EQUITYWORLD FUTURES – DPRD DKI telah menyepakati penerbitan pergub untuk penggunaan pagu APBD Perubahan 2014 senilai Rp 72,9 triliun. Dengan hal tersebut, DPRD DKI tidak memiliki andil sama sekali dalam APBD DKI tahun ini karena tidak dapat menggunakan fungsi budgeting-nya.

Gubernur DKI Jakarta Basuki Tjahaja Purnama menyatakan, dia sudah tidak memiliki kepentingan ataupun urusan lagi dengan DPRD DKI Jakarta setelah pihak legislatif itu menerbitkan Perda APBD 2015 dan merekomendasikan penggunaan Pergub APBD-P 2014.

Dengan penerbitan pergub itu, maka komunikasi yang akan lebih sering terjadi adalah antara Pemprov DKI dan Kemendagri. Sebab, pergub itu yang menerbitkan adalah Gubernur dikuatkan dengan SK Mendagri. Kemudian, apa lagi yang akan dikerjakan anggota DPRD selama setahun ke depan?

“Fungsi pengawasan kita perkuat. Itu sudah otomatis,” ujar anggota badan anggaran DPRD DKI Prabowo Soenirman ketika dihubungi, Rabu (25/3/2015).

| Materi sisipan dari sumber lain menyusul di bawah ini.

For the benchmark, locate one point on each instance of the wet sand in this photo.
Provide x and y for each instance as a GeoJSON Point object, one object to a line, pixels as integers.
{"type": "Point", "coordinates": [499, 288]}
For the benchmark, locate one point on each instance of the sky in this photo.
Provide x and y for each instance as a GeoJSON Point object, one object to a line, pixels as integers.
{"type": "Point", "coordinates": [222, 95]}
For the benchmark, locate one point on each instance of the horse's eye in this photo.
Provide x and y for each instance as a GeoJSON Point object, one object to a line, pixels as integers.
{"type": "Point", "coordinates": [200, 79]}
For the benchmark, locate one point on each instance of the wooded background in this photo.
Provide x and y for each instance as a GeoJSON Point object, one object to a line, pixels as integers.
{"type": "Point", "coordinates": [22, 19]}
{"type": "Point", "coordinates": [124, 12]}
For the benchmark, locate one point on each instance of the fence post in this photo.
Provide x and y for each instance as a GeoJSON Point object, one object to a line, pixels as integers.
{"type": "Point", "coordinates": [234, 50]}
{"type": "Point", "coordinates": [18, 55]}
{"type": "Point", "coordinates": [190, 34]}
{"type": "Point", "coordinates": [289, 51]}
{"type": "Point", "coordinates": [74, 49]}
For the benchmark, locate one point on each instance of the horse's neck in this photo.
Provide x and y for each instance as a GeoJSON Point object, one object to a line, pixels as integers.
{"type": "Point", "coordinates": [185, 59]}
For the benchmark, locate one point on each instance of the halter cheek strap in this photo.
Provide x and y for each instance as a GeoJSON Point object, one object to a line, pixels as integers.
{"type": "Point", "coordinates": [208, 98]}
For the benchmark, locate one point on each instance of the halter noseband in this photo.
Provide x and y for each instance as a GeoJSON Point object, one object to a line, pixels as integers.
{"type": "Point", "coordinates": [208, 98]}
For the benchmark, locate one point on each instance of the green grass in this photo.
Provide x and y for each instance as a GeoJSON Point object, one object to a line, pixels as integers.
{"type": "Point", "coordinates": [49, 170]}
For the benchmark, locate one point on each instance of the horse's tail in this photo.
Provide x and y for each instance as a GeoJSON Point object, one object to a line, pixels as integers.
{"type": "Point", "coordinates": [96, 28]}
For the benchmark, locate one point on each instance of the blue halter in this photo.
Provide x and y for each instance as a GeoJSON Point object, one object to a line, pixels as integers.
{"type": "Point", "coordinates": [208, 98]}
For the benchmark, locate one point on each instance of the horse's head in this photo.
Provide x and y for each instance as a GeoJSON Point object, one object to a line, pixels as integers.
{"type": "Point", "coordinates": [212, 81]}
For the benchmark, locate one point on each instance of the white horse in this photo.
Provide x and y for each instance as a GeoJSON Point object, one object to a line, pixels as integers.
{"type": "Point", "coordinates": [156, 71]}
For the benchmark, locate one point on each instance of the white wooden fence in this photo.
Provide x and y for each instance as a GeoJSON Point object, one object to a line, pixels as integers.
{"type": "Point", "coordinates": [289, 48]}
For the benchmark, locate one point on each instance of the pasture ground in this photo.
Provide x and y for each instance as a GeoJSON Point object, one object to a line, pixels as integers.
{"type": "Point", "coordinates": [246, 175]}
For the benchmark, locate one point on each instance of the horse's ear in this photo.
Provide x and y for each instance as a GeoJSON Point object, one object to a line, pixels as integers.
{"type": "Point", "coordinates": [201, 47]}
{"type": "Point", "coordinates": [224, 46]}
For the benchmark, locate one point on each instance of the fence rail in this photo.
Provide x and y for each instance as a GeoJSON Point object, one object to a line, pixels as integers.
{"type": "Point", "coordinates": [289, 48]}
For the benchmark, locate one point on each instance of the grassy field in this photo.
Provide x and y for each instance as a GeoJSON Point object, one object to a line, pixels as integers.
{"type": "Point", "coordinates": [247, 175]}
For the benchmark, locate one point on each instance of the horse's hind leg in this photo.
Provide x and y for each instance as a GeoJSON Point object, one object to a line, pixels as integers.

Prabowo mengatakan, ke depannya, anggota dewan bisa saja memanggil kepala SKPD untuk menjelaskan program yang dijalankan dalam APBD tahun ini. Kemudian, Prabowo pun berjanji anggota dewan akan mengawasinya hingga pelaksanaan.

Prabowo mengatakan, dengan menggunakan anggaran tahun lalu, sudah otomatis pengawasan yang dilakukan DPRD DKI akan lebih ketat. Hal ini karena DPRD DKI tidak terlibat dalam proses perencanaan dan penyusunan anggarannya.

Semuanya merupakan wewenang Pemerintah Provinsi DKI. Hal inilah yang akan diawasi oleh Prabowo. Prabowo mengatakan, anggota dewan setuju untuk memberikan keleluasaan kepada Gubernur DKI Jakarta Basuki Tjahaja Purnama untuk mengelola anggaran. Akan tetapi, keleluasaan yang diberikan bukan lah keleluasaan mutlak. Harus diikuti dengan serangkaian proses pengawasan.

Memberikan beban kepada Ahok

Dengan kondisi seperti yang dijelaskan Prabowo, DPRD DKI seakan memberikan semua beban kepada Ahok. Jika suatu hari ada temuan penyelewengan dalam APBD-P 2014 yang digunakan tahun ini, maka DPRD DKI tidak dapat disalahkan. DPRD DKI akan dengan leluasa mengawasi tanpa perlu merasa khawatir ikut terseret jika ditemukan penyelewengan.

Prabowo pun mengatakan penggunaan peraturan gubernur (pergub) bisa menjadi bumerang bagi Ahok. Pasalnya, Gubernur bertanggung jawab sepenuhnya atas pergub dan segala kesalahan dalam pelaksanaan serta realisasi anggaran di DKI.

Menurut Prabowo, bukan tidak mungkin Basuki serta jajarannya membuat kesalahan dengan pergub itu. Bahkan, posisi Ahok sebagai gubernur bisa terancam. “Karena kalau dalam pelaksanaannya mereka salah, yang menanggung akibatnya itu lebih berat dari ke gubernur,” ujar Prabowo.